Solution in ampoules for intravenous and intramuscular injection (injections for injections) 4 mg / ml.
Ophthalmic eye drops 0.1%.
Ophthalmic suspension 0.1%.
Instructions for use and dosage
The dosage regimen is individual and depends on the indications, the patient's condition and his reaction to therapy. The drug is administered intravenously slowly by jet or drip (in acute and urgent conditions); intramuscularly; possibly also local (in pathological education) introduction.To prepare a solution for intravenous drip infusion (dropper), an isotonic solution of sodium chloride or a 5% solution of Dextrose should be used.

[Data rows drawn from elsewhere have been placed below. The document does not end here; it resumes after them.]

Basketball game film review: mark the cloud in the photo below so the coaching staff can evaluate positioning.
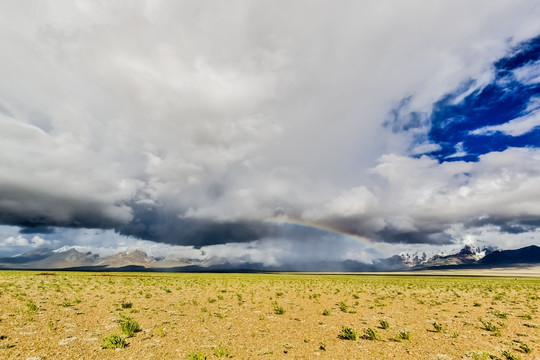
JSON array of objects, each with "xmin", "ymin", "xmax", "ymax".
[
  {"xmin": 0, "ymin": 235, "xmax": 51, "ymax": 248},
  {"xmin": 0, "ymin": 1, "xmax": 540, "ymax": 261},
  {"xmin": 470, "ymin": 107, "xmax": 540, "ymax": 136}
]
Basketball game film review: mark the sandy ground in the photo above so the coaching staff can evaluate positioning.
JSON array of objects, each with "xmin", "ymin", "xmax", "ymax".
[{"xmin": 0, "ymin": 271, "xmax": 538, "ymax": 360}]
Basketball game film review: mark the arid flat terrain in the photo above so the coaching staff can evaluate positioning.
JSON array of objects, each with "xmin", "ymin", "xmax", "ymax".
[{"xmin": 0, "ymin": 271, "xmax": 538, "ymax": 359}]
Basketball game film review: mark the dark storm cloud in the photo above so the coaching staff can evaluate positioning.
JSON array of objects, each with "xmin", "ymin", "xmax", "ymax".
[
  {"xmin": 117, "ymin": 204, "xmax": 271, "ymax": 247},
  {"xmin": 19, "ymin": 226, "xmax": 56, "ymax": 235}
]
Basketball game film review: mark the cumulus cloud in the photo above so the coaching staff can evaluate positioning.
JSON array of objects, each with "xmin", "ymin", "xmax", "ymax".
[
  {"xmin": 0, "ymin": 235, "xmax": 51, "ymax": 248},
  {"xmin": 0, "ymin": 1, "xmax": 540, "ymax": 261}
]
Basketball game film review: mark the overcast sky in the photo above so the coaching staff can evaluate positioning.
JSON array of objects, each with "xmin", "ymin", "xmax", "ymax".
[{"xmin": 1, "ymin": 1, "xmax": 539, "ymax": 265}]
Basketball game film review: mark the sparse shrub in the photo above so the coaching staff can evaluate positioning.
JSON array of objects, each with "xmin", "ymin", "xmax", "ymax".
[
  {"xmin": 213, "ymin": 345, "xmax": 229, "ymax": 358},
  {"xmin": 339, "ymin": 325, "xmax": 359, "ymax": 341},
  {"xmin": 379, "ymin": 320, "xmax": 390, "ymax": 329},
  {"xmin": 473, "ymin": 302, "xmax": 482, "ymax": 307},
  {"xmin": 395, "ymin": 329, "xmax": 411, "ymax": 341},
  {"xmin": 273, "ymin": 302, "xmax": 285, "ymax": 315},
  {"xmin": 480, "ymin": 319, "xmax": 499, "ymax": 332},
  {"xmin": 467, "ymin": 350, "xmax": 496, "ymax": 359},
  {"xmin": 493, "ymin": 310, "xmax": 507, "ymax": 319},
  {"xmin": 120, "ymin": 300, "xmax": 133, "ymax": 309},
  {"xmin": 433, "ymin": 322, "xmax": 444, "ymax": 332},
  {"xmin": 120, "ymin": 318, "xmax": 141, "ymax": 337},
  {"xmin": 501, "ymin": 350, "xmax": 521, "ymax": 360},
  {"xmin": 102, "ymin": 334, "xmax": 127, "ymax": 349},
  {"xmin": 519, "ymin": 343, "xmax": 532, "ymax": 354},
  {"xmin": 187, "ymin": 352, "xmax": 206, "ymax": 360},
  {"xmin": 363, "ymin": 327, "xmax": 380, "ymax": 340},
  {"xmin": 26, "ymin": 301, "xmax": 38, "ymax": 313},
  {"xmin": 207, "ymin": 298, "xmax": 216, "ymax": 303},
  {"xmin": 322, "ymin": 309, "xmax": 330, "ymax": 316},
  {"xmin": 338, "ymin": 301, "xmax": 348, "ymax": 313}
]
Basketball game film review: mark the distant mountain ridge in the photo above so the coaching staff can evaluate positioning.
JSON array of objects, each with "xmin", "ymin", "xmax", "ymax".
[{"xmin": 0, "ymin": 244, "xmax": 538, "ymax": 272}]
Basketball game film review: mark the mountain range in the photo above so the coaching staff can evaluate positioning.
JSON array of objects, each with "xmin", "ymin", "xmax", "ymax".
[{"xmin": 0, "ymin": 244, "xmax": 538, "ymax": 272}]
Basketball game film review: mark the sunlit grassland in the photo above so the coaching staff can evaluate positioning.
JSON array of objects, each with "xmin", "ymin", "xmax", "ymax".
[{"xmin": 0, "ymin": 271, "xmax": 538, "ymax": 359}]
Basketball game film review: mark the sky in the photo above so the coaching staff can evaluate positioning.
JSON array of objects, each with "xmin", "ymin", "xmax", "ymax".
[{"xmin": 1, "ymin": 1, "xmax": 540, "ymax": 266}]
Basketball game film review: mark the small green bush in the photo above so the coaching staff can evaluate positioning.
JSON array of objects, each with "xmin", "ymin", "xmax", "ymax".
[
  {"xmin": 501, "ymin": 350, "xmax": 521, "ymax": 360},
  {"xmin": 272, "ymin": 302, "xmax": 285, "ymax": 315},
  {"xmin": 339, "ymin": 325, "xmax": 359, "ymax": 341},
  {"xmin": 120, "ymin": 318, "xmax": 141, "ymax": 337},
  {"xmin": 466, "ymin": 350, "xmax": 496, "ymax": 360},
  {"xmin": 379, "ymin": 320, "xmax": 390, "ymax": 329},
  {"xmin": 363, "ymin": 328, "xmax": 380, "ymax": 340},
  {"xmin": 433, "ymin": 322, "xmax": 444, "ymax": 333},
  {"xmin": 395, "ymin": 329, "xmax": 411, "ymax": 341},
  {"xmin": 186, "ymin": 352, "xmax": 206, "ymax": 360},
  {"xmin": 322, "ymin": 309, "xmax": 330, "ymax": 316},
  {"xmin": 519, "ymin": 342, "xmax": 532, "ymax": 354},
  {"xmin": 120, "ymin": 300, "xmax": 133, "ymax": 309},
  {"xmin": 213, "ymin": 345, "xmax": 229, "ymax": 358},
  {"xmin": 102, "ymin": 334, "xmax": 127, "ymax": 349}
]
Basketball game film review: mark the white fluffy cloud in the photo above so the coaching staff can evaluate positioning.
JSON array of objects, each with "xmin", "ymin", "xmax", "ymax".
[{"xmin": 0, "ymin": 235, "xmax": 51, "ymax": 248}]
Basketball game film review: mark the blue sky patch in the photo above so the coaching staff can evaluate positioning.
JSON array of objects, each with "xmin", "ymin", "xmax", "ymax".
[{"xmin": 421, "ymin": 35, "xmax": 540, "ymax": 162}]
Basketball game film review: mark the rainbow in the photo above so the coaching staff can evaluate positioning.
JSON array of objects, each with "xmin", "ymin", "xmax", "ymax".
[{"xmin": 265, "ymin": 217, "xmax": 383, "ymax": 255}]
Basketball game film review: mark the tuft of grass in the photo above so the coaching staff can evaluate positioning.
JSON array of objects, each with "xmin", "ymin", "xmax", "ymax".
[
  {"xmin": 473, "ymin": 302, "xmax": 482, "ymax": 307},
  {"xmin": 26, "ymin": 301, "xmax": 38, "ymax": 314},
  {"xmin": 363, "ymin": 327, "xmax": 380, "ymax": 340},
  {"xmin": 119, "ymin": 317, "xmax": 141, "ymax": 337},
  {"xmin": 379, "ymin": 319, "xmax": 390, "ymax": 329},
  {"xmin": 272, "ymin": 302, "xmax": 285, "ymax": 315},
  {"xmin": 120, "ymin": 300, "xmax": 133, "ymax": 309},
  {"xmin": 339, "ymin": 325, "xmax": 359, "ymax": 341},
  {"xmin": 395, "ymin": 329, "xmax": 411, "ymax": 341},
  {"xmin": 322, "ymin": 309, "xmax": 331, "ymax": 316},
  {"xmin": 467, "ymin": 350, "xmax": 497, "ymax": 360},
  {"xmin": 186, "ymin": 352, "xmax": 206, "ymax": 360},
  {"xmin": 213, "ymin": 345, "xmax": 229, "ymax": 358},
  {"xmin": 479, "ymin": 319, "xmax": 500, "ymax": 335},
  {"xmin": 102, "ymin": 334, "xmax": 127, "ymax": 349},
  {"xmin": 338, "ymin": 301, "xmax": 348, "ymax": 313},
  {"xmin": 433, "ymin": 322, "xmax": 444, "ymax": 333},
  {"xmin": 501, "ymin": 350, "xmax": 521, "ymax": 360},
  {"xmin": 519, "ymin": 343, "xmax": 532, "ymax": 354}
]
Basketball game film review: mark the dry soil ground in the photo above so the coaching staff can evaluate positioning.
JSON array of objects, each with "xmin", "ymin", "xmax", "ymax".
[{"xmin": 0, "ymin": 271, "xmax": 538, "ymax": 359}]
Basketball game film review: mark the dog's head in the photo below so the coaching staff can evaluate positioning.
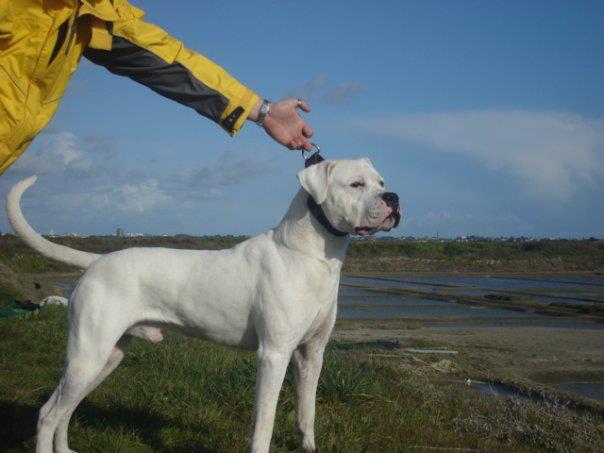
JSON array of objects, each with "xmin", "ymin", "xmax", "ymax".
[{"xmin": 297, "ymin": 158, "xmax": 401, "ymax": 236}]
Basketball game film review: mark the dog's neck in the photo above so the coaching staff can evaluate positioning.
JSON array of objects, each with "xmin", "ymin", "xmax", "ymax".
[{"xmin": 274, "ymin": 189, "xmax": 350, "ymax": 269}]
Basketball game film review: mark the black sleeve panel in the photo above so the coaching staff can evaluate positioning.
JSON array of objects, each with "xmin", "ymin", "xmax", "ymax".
[{"xmin": 83, "ymin": 36, "xmax": 229, "ymax": 123}]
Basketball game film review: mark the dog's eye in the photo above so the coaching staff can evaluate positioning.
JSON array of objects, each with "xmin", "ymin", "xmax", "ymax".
[
  {"xmin": 379, "ymin": 181, "xmax": 385, "ymax": 188},
  {"xmin": 350, "ymin": 181, "xmax": 365, "ymax": 188}
]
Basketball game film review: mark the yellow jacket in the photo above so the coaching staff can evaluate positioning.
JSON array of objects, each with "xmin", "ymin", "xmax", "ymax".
[{"xmin": 0, "ymin": 0, "xmax": 259, "ymax": 174}]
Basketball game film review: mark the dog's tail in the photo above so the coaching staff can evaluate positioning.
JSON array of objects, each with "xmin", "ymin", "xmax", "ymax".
[{"xmin": 6, "ymin": 176, "xmax": 101, "ymax": 269}]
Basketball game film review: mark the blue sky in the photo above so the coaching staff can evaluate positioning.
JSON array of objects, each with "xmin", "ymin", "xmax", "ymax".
[{"xmin": 1, "ymin": 0, "xmax": 603, "ymax": 238}]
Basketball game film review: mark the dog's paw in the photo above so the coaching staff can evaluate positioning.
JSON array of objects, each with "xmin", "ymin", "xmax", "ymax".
[{"xmin": 302, "ymin": 437, "xmax": 316, "ymax": 452}]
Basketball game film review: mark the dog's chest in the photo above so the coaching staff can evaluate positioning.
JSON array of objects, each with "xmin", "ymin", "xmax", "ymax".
[{"xmin": 297, "ymin": 274, "xmax": 339, "ymax": 340}]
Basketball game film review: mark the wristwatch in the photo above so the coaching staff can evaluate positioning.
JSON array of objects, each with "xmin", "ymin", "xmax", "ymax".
[{"xmin": 256, "ymin": 99, "xmax": 271, "ymax": 127}]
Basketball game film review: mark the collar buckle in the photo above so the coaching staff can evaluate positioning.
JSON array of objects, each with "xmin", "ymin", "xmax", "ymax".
[{"xmin": 303, "ymin": 143, "xmax": 323, "ymax": 167}]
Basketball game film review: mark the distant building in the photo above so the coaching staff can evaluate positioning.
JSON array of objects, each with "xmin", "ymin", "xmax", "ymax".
[{"xmin": 116, "ymin": 228, "xmax": 124, "ymax": 238}]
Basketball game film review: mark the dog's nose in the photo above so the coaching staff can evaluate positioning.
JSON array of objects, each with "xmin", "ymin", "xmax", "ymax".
[{"xmin": 382, "ymin": 192, "xmax": 399, "ymax": 207}]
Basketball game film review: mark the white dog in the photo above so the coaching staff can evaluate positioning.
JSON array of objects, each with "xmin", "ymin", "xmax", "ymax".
[{"xmin": 6, "ymin": 158, "xmax": 400, "ymax": 453}]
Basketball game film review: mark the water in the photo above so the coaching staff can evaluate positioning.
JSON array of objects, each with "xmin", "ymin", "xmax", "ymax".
[
  {"xmin": 338, "ymin": 287, "xmax": 391, "ymax": 297},
  {"xmin": 339, "ymin": 295, "xmax": 446, "ymax": 307},
  {"xmin": 555, "ymin": 383, "xmax": 604, "ymax": 401},
  {"xmin": 394, "ymin": 275, "xmax": 604, "ymax": 290},
  {"xmin": 527, "ymin": 275, "xmax": 604, "ymax": 286},
  {"xmin": 442, "ymin": 288, "xmax": 598, "ymax": 305},
  {"xmin": 342, "ymin": 275, "xmax": 604, "ymax": 305},
  {"xmin": 337, "ymin": 285, "xmax": 548, "ymax": 320},
  {"xmin": 53, "ymin": 281, "xmax": 73, "ymax": 289},
  {"xmin": 455, "ymin": 379, "xmax": 604, "ymax": 404},
  {"xmin": 453, "ymin": 380, "xmax": 528, "ymax": 401},
  {"xmin": 341, "ymin": 277, "xmax": 440, "ymax": 291},
  {"xmin": 532, "ymin": 295, "xmax": 600, "ymax": 305},
  {"xmin": 53, "ymin": 280, "xmax": 74, "ymax": 298},
  {"xmin": 428, "ymin": 320, "xmax": 604, "ymax": 330}
]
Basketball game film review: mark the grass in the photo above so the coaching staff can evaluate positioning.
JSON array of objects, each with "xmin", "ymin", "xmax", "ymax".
[
  {"xmin": 1, "ymin": 235, "xmax": 603, "ymax": 275},
  {"xmin": 345, "ymin": 238, "xmax": 604, "ymax": 272},
  {"xmin": 0, "ymin": 307, "xmax": 601, "ymax": 452}
]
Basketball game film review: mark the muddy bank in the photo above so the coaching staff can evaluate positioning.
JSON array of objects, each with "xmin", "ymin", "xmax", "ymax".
[{"xmin": 333, "ymin": 317, "xmax": 604, "ymax": 410}]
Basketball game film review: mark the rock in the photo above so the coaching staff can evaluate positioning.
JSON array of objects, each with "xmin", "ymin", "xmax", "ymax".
[
  {"xmin": 430, "ymin": 359, "xmax": 461, "ymax": 374},
  {"xmin": 40, "ymin": 295, "xmax": 68, "ymax": 306}
]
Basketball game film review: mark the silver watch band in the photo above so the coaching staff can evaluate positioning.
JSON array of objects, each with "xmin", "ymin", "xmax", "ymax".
[{"xmin": 256, "ymin": 99, "xmax": 271, "ymax": 127}]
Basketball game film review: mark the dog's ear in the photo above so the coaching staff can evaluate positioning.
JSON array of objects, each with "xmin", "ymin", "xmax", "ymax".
[{"xmin": 297, "ymin": 161, "xmax": 334, "ymax": 205}]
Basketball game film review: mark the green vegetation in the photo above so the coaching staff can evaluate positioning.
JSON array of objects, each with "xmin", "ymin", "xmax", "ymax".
[
  {"xmin": 345, "ymin": 238, "xmax": 604, "ymax": 272},
  {"xmin": 347, "ymin": 237, "xmax": 604, "ymax": 261},
  {"xmin": 0, "ymin": 307, "xmax": 601, "ymax": 452},
  {"xmin": 1, "ymin": 234, "xmax": 603, "ymax": 275}
]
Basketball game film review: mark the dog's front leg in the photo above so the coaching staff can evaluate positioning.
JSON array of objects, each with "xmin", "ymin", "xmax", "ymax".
[
  {"xmin": 291, "ymin": 337, "xmax": 329, "ymax": 452},
  {"xmin": 249, "ymin": 347, "xmax": 291, "ymax": 453}
]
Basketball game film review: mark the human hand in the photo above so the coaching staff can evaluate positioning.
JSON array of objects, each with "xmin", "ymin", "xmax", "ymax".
[{"xmin": 249, "ymin": 98, "xmax": 314, "ymax": 150}]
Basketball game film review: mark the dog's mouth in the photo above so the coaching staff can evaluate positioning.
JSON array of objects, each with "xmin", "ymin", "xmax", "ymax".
[
  {"xmin": 390, "ymin": 206, "xmax": 401, "ymax": 228},
  {"xmin": 354, "ymin": 207, "xmax": 401, "ymax": 236}
]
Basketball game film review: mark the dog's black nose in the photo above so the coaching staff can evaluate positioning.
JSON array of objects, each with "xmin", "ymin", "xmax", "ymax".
[{"xmin": 382, "ymin": 192, "xmax": 399, "ymax": 207}]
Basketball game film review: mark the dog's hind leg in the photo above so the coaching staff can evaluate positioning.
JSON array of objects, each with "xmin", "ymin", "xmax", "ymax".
[
  {"xmin": 52, "ymin": 335, "xmax": 132, "ymax": 453},
  {"xmin": 36, "ymin": 318, "xmax": 129, "ymax": 453}
]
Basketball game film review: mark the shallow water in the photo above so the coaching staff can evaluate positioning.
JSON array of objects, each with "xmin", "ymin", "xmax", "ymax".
[
  {"xmin": 338, "ymin": 303, "xmax": 540, "ymax": 319},
  {"xmin": 397, "ymin": 275, "xmax": 604, "ymax": 290},
  {"xmin": 427, "ymin": 320, "xmax": 604, "ymax": 330},
  {"xmin": 339, "ymin": 294, "xmax": 447, "ymax": 307},
  {"xmin": 528, "ymin": 275, "xmax": 604, "ymax": 285},
  {"xmin": 453, "ymin": 380, "xmax": 528, "ymax": 401},
  {"xmin": 338, "ymin": 287, "xmax": 386, "ymax": 297},
  {"xmin": 343, "ymin": 276, "xmax": 604, "ymax": 305},
  {"xmin": 53, "ymin": 280, "xmax": 74, "ymax": 298},
  {"xmin": 531, "ymin": 295, "xmax": 600, "ymax": 305},
  {"xmin": 555, "ymin": 383, "xmax": 604, "ymax": 401},
  {"xmin": 442, "ymin": 288, "xmax": 598, "ymax": 305},
  {"xmin": 342, "ymin": 277, "xmax": 439, "ymax": 291},
  {"xmin": 52, "ymin": 281, "xmax": 73, "ymax": 289}
]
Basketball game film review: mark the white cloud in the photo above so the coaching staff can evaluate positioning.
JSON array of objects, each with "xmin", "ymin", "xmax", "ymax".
[
  {"xmin": 2, "ymin": 141, "xmax": 273, "ymax": 221},
  {"xmin": 87, "ymin": 179, "xmax": 172, "ymax": 214},
  {"xmin": 407, "ymin": 209, "xmax": 531, "ymax": 233},
  {"xmin": 0, "ymin": 133, "xmax": 276, "ymax": 233},
  {"xmin": 363, "ymin": 110, "xmax": 604, "ymax": 201},
  {"xmin": 286, "ymin": 75, "xmax": 362, "ymax": 105},
  {"xmin": 117, "ymin": 179, "xmax": 170, "ymax": 213},
  {"xmin": 177, "ymin": 150, "xmax": 275, "ymax": 196},
  {"xmin": 12, "ymin": 132, "xmax": 92, "ymax": 174}
]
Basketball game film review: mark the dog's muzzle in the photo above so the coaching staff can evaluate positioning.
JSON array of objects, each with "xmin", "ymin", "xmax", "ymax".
[{"xmin": 382, "ymin": 192, "xmax": 401, "ymax": 228}]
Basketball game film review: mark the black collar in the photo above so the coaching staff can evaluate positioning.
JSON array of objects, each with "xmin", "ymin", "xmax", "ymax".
[
  {"xmin": 307, "ymin": 196, "xmax": 349, "ymax": 237},
  {"xmin": 304, "ymin": 152, "xmax": 348, "ymax": 237}
]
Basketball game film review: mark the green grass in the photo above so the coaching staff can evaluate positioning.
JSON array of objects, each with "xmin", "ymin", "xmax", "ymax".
[
  {"xmin": 344, "ymin": 238, "xmax": 604, "ymax": 272},
  {"xmin": 1, "ymin": 235, "xmax": 603, "ymax": 275},
  {"xmin": 0, "ymin": 307, "xmax": 601, "ymax": 452}
]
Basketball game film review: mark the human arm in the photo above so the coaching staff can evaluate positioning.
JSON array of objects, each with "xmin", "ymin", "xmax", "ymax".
[
  {"xmin": 83, "ymin": 0, "xmax": 314, "ymax": 148},
  {"xmin": 83, "ymin": 1, "xmax": 258, "ymax": 137}
]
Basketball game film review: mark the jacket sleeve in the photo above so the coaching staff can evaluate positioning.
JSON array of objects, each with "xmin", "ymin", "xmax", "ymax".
[{"xmin": 83, "ymin": 1, "xmax": 259, "ymax": 136}]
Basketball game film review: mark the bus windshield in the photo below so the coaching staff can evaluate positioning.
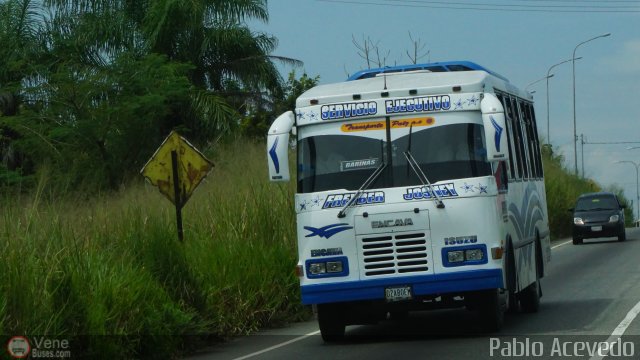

In an acute period with various diseases and at the beginning of therapy, Dexamethasone is used in higher doses. During the day, you can inject 4 to 20 mg of Dexamethasone 3-4 times.
Doses of the drug for children (intramuscularly):
The dose of the drug for substitution therapy (with adrenal cortex insufficiency) is 0.0233 mg / kg body weight or 0.67 mg / m2 body surface area, divided into 3 doses, every 3rd day or 0.00776 - 0.01165 mg / kg body weight or 0.233 - 0.335 mg / m2 body surface area daily. For other indications, the recommended dose is from 0.02776 to 0.16665 mg / kg body weight or 0.833 to 5 mg / m2 body surface area every 12-24 hours.
When the effect is achieved, the dose is reduced to a maintenance dose or until the treatment is discontinued. The duration of parenteral use is usually 3-4 days, then switch to maintenance therapy with dexamethasone in tablets.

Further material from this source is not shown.